Birgün'den Zeynep Kuray'ın haberine göre, öğretmen Meral Dönmez sürgün edildiği Tarsus Cezaevi’nden ailesinin yaşadığı İstanbul’daki bir cezaevine sevk edilme talebiyle tam 16 gündür açlık grevinde. Anne Sose Dönmez, 40 kiloya düşen ve hayati önemdeki B vitamini verilmeyen kızı için endişelendiğini vurguladı. Kızının İstanbul’a sevki için defalarca Adalet Bakanlığı’na dilekçe yazan ama bir türlü cevap alamayan anne Dönmez, parasız eğitim istediği için hukuksuz bir biçimde özgürlüğü elinden alınan kızının sağlığında ortaya çıkacak herhangi bir olumsuzluğun sorumlusunun Adalet Bakanlığı olacağının altını çizdi.

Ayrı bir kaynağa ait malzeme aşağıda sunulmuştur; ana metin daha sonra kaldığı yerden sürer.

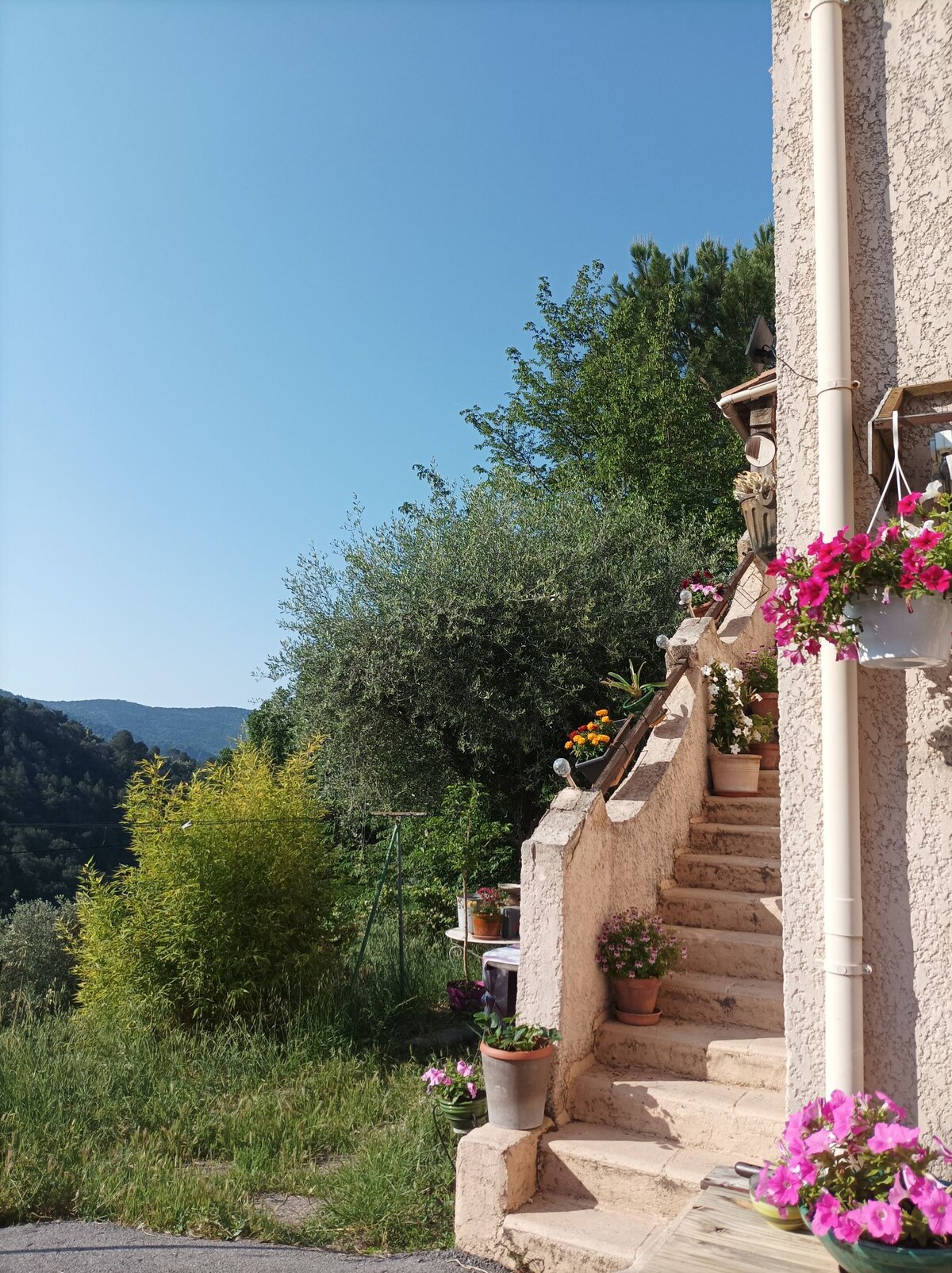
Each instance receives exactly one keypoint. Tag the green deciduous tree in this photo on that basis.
(229, 910)
(621, 387)
(463, 638)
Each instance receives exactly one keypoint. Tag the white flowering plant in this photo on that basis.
(731, 729)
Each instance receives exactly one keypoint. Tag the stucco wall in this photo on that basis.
(588, 860)
(899, 138)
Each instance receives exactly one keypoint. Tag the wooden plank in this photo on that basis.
(724, 1234)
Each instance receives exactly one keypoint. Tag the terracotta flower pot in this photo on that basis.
(486, 925)
(733, 775)
(516, 1086)
(635, 998)
(769, 754)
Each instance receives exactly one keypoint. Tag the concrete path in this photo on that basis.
(74, 1247)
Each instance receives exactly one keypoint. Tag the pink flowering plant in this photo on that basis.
(457, 1083)
(859, 1173)
(699, 590)
(635, 944)
(908, 556)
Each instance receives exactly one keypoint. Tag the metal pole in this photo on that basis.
(843, 891)
(400, 910)
(373, 910)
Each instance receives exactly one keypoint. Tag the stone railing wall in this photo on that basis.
(589, 858)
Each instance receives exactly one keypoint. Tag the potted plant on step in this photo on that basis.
(699, 594)
(636, 951)
(758, 691)
(516, 1062)
(868, 1186)
(733, 769)
(588, 745)
(882, 598)
(457, 1095)
(766, 742)
(488, 913)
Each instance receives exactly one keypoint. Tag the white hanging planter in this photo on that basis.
(895, 638)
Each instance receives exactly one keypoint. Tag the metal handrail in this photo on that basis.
(634, 729)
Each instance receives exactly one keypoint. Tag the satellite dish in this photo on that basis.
(760, 451)
(760, 347)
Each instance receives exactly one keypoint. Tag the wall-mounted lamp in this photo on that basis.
(564, 771)
(941, 452)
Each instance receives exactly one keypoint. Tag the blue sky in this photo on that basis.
(256, 257)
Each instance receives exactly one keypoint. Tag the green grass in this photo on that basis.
(177, 1132)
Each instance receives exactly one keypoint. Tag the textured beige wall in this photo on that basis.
(899, 138)
(588, 860)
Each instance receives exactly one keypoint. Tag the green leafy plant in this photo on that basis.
(633, 944)
(507, 1034)
(636, 694)
(36, 967)
(489, 902)
(731, 729)
(231, 906)
(758, 674)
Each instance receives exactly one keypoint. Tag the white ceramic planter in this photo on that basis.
(733, 775)
(895, 638)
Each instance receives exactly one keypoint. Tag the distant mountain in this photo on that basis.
(202, 733)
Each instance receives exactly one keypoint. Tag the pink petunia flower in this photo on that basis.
(826, 1213)
(813, 592)
(884, 1220)
(935, 579)
(891, 1136)
(935, 1205)
(850, 1226)
(927, 539)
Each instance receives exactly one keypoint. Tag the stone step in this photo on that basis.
(769, 782)
(717, 908)
(750, 955)
(728, 871)
(724, 1001)
(612, 1167)
(689, 1049)
(750, 810)
(737, 838)
(720, 1118)
(562, 1235)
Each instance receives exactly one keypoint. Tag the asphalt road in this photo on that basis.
(74, 1247)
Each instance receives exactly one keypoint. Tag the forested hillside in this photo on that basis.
(200, 733)
(60, 787)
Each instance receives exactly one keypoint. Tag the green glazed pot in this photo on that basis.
(878, 1258)
(463, 1115)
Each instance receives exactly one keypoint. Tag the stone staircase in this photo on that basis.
(661, 1106)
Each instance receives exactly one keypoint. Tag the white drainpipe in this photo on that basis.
(843, 906)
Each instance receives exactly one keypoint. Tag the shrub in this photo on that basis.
(229, 910)
(36, 967)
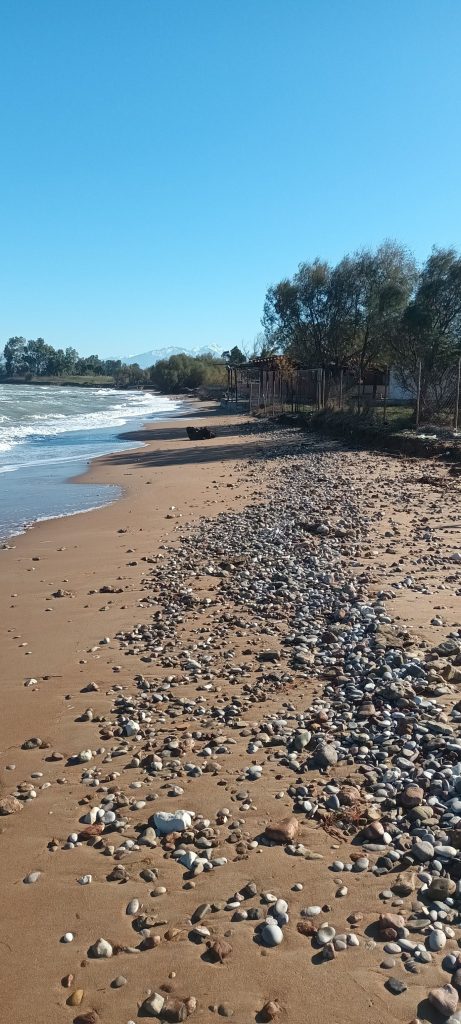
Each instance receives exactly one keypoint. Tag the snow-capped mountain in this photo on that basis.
(149, 358)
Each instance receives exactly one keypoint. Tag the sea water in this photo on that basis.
(48, 434)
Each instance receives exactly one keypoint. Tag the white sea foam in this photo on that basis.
(28, 414)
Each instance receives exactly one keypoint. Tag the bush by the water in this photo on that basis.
(180, 372)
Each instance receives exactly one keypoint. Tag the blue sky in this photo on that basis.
(164, 162)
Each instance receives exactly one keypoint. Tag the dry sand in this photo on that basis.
(57, 642)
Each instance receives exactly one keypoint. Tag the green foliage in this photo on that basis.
(35, 359)
(429, 333)
(184, 371)
(344, 314)
(235, 356)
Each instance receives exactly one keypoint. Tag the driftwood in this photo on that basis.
(199, 433)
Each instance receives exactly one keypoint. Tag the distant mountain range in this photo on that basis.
(149, 358)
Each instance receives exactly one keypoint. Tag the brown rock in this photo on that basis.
(445, 999)
(76, 997)
(219, 949)
(306, 928)
(9, 805)
(270, 1010)
(412, 796)
(392, 922)
(405, 884)
(283, 832)
(89, 1018)
(175, 1010)
(348, 795)
(174, 935)
(441, 888)
(95, 829)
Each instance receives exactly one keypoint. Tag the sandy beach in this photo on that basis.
(69, 588)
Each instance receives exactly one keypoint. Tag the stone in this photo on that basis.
(269, 1011)
(33, 877)
(167, 821)
(325, 755)
(445, 999)
(285, 830)
(390, 921)
(325, 935)
(412, 796)
(9, 805)
(405, 884)
(439, 888)
(271, 935)
(219, 949)
(100, 949)
(436, 940)
(395, 986)
(154, 1005)
(76, 997)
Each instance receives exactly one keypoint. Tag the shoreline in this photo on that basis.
(67, 589)
(140, 435)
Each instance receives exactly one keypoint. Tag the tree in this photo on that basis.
(429, 330)
(343, 314)
(378, 286)
(13, 355)
(235, 356)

Kocaeli Üniversitesi Eğitim Fakültesi’nden 2009’da mezun olan Meral Dönmez, atanmayan öğretmenlerden. Özel ders vererek geçimini sağlayan Dönmez, çarpık eğitim sistemini eleştirmek üzere Kocaeli’de 3 Aralık 2011’de, bir avukat bürosunun penceresinden, “Füze kalkanı değil, demokratik lise istiyoruz” yazılı pankartı sarkıttığı gerekçesiyle tutuklandı. Bir yıl sonra serbest bırakılan Dönmez bu kez de Berkin Elvan için yapılan ekmek bırakma eyleminde tekrar gözaltına alınıp tutuklandı. Dönmez, üç farklı dosyadan 11.5 yıl hapis cezasına çarptırıldı.
Silivri’den Şakran Cezaevi’ne oradan da Tarsus Kadın Kapalı Cezaevi’ne sürgün edilen Dönmez, İstanbul’a sevk için 3 Eylül’den bu yana açlık grevinde. Yıllardır bir cezaevinden diğerine sürgün edilen kızının peşinden giden Sose Dönmez, kızının 40 kiloya düştüğüne işaret etti, duyarlılık çağrısı yaptı. Vertigo ve yüksek tansiyon hastası olmasına rağmen kızını ziyaret etmek için 30 saatlik yol gitmek zorunda kalan Dönmez, bu çilenin derhal sonlandırılmasını istedi. “Hem kızıma hem bize ceza üzerine ceza çektiriyorlar” diyen Dönmez, sözlerini şöyle sürdürdü: “Kızım açlık grevine başladığında cezaevi idaresi tarafından tuz, şeker, limon ihtiyaçları bile karşılanmadı. Şimdi de B vitamini verilmiyor. Kızımın sevk talebiyle Adalet Bakanlığı’na yazdığı dilekçeler cezaevi idaresi tarafından verilmediği gibi, bizim ailesi olarak Bakanlığa yazdığımız dilekçelere de cevap verilmiyor. Kızımızı hastalığından dolayı sürekli takip etmemiz gerekiyor. Beyin kanaması geçirmiş biri olarak, İstanbul’dan İzmir’e bile zor giderken, 30 saatlik Tarsus yoluna ailecek mahkûm edildik. Yüreğim yanıyor. Eğer kızımın sağlığında tek bir olumsuzluk ortaya çıkarsa, bunun sorumlusu taleplerimizi dikkate almayan Adalet Bakanlığı olacak.”